Brawn: "Das ist ein großes Thema. Wir wollen nicht den anderen Teams ans Bein pinkeln, sondern wir befinden uns in der schwierigen Lage, dass wir das einzige große Bridgestone-Team sind und wir noch dazu viel Geld in Testanlagen investiert haben. Wir haben zwei Teststrecken, die viel Geld gekostet haben. Niemand sonst hat solche Voraussetzungen, also befinden wir uns in einer einzigartigen Position. Da ist es uns nicht gelungen, einen Kompromiss zu finden. Wir haben einen Kompromiss angeboten, aber der war für die anderen Teams nicht akzeptabel, und deren Kompromiss war für uns nicht akzeptabel. Wir würden gerne eine Lösung finden."

Tests: "Jordan und Minardi können uns nicht helfen"

"Wir haben bei Bridgestone 20 Prozent der Testkilometer von Michelin zurückgelegt und befinden uns noch mitten in der Lernkurve. Wenn sich alles einmal ein bisschen eingerenkt hat und die Situation wieder alltäglich ist, nivellieren sich die Unterschiede von selbst, aber im Moment machen die Testkilometer einen Riesenunterschied, weshalb auch so viel darüber geschrieben wird. Wir sind das einzige Team, das für Bridgestone testet, denn - bei allem Respekt - Jordan und Minardi können uns nicht helfen. Ich weiß, dass die anderen Teams das anders sehen, aber wir wünschen uns einen fairen Kompromiss, denn wir sind das einzige Team, das für Bridgestone testen kann."

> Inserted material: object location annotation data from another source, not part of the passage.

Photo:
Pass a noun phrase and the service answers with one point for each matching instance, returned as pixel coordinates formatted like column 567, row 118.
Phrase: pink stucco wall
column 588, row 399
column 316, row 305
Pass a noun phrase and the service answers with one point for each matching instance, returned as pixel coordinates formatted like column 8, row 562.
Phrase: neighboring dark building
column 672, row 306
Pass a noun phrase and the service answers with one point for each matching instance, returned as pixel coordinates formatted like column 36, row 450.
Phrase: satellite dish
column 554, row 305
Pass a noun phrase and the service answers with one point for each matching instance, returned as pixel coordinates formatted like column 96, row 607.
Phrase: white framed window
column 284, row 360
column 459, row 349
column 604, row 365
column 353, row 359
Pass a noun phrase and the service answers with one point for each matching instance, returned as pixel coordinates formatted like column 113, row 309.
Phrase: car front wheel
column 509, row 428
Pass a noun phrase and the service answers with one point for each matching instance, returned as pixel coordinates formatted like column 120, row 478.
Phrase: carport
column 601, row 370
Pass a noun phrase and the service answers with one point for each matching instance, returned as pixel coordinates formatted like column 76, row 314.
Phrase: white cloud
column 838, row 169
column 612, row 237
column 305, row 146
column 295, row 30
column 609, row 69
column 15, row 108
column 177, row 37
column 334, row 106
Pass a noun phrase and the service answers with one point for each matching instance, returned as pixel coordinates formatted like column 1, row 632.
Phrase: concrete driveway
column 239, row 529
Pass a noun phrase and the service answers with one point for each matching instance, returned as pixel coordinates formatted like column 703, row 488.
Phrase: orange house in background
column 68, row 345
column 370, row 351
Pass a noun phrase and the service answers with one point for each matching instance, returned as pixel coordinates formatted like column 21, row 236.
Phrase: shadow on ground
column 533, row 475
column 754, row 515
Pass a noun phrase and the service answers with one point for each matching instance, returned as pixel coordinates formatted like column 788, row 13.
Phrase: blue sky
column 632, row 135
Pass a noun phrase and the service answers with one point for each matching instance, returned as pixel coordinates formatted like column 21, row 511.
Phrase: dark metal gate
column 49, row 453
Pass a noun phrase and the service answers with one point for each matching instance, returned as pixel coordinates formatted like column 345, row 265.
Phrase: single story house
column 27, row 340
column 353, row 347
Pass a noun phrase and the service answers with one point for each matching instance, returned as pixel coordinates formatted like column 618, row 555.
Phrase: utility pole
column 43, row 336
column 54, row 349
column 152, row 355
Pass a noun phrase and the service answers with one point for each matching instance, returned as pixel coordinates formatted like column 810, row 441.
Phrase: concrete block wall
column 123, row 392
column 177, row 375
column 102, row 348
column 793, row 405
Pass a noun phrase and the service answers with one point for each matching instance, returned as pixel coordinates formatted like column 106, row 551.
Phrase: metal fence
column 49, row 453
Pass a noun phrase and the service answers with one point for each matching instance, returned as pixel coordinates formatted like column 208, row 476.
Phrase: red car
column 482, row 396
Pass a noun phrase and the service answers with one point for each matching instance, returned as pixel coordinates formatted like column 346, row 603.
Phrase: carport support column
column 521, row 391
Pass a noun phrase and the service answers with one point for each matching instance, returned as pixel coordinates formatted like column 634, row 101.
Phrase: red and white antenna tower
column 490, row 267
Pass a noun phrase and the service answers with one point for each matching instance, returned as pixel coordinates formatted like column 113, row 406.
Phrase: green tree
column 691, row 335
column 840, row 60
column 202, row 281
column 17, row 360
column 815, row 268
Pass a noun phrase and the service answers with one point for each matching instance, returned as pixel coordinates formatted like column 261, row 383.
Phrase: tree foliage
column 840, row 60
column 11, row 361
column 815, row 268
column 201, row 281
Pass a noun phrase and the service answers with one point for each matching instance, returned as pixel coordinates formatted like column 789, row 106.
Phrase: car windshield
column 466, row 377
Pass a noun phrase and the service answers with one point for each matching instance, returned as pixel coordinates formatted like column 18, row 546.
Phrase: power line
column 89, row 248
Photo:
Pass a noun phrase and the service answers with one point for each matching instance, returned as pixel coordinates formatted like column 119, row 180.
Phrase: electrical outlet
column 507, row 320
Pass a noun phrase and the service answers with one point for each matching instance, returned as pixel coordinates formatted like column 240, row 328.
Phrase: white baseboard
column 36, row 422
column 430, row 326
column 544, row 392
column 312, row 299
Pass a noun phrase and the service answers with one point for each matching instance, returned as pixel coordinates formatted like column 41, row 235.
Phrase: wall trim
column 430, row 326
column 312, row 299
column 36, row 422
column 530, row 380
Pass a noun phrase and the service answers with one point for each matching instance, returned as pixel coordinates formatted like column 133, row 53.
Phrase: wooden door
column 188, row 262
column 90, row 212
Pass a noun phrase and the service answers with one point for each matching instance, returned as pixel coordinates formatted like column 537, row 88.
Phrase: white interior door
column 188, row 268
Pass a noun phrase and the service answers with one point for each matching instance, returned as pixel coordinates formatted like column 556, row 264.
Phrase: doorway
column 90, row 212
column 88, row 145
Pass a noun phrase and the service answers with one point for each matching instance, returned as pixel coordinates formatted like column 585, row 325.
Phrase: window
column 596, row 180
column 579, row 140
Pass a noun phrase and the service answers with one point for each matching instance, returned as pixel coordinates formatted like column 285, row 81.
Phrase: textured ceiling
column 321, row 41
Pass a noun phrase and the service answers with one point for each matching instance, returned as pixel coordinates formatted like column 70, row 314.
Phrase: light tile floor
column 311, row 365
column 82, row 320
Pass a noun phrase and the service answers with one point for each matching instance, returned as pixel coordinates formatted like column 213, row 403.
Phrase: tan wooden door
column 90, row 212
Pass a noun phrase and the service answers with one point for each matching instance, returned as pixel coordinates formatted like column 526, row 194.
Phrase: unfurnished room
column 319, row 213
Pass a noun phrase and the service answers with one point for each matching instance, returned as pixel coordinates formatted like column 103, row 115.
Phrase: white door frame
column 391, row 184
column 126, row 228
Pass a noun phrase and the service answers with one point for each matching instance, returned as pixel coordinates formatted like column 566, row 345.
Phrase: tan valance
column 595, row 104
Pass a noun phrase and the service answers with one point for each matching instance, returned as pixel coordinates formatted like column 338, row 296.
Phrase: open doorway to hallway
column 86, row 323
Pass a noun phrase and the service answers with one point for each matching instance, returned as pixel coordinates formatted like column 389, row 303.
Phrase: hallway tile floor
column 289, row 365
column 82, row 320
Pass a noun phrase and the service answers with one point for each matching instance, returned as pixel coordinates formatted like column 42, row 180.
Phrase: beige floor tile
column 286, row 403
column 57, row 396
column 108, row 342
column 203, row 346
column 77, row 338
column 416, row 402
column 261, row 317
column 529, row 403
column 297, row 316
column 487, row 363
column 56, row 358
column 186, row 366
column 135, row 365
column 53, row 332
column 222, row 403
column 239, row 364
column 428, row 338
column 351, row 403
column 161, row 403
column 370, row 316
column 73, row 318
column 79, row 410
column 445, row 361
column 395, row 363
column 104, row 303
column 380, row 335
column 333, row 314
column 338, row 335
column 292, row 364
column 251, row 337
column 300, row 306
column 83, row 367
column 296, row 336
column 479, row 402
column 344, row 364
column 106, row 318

Frage: "Was hältst du von Red Bull Racing in der Formel 1?"
Brawn: "Es ist eine gute Sache für die Formel 1. Jaguar hatte Probleme und nun sind sie eingesprungen. Ich glaube, dass es sehr schwer zu kontrollieren ist, was die Top-Teams ausgeben, weil sie immer alles ausgeben werden, was sie haben. Am wichtigsten ist daher, dass die Formel 1 für Teams wie Red Bull oder Minardi leistbar bleibt, damit sie sich mit beschränkten Ressourcen auch achtbar verkaufen können. Das ist Red Bull zweifellos gelungen. Sie bringen einen frischen Wind in die Formel 1, der nur gut tun kann. Interviews mit David Coulthard sind jetzt jedenfalls unterhaltsamer als früher. Daher halte ich das für eine positive Sache."

Frage: "Es wird jetzt am Sonntag viel mehr gefahren als bisher. Beeinflusst das die Arbeitsorganisation?"
Brawn: "Es war schon ein bisschen schwierig, obwohl wir in Suzuka vergangenes Jahr schon einmal dazu gezwungen worden sind, aber wir werden damit umgehen lernen. Es ist keine große Sache und es ist nicht so viel anders als damals, als wir noch ein Aufwärmtraining hatten."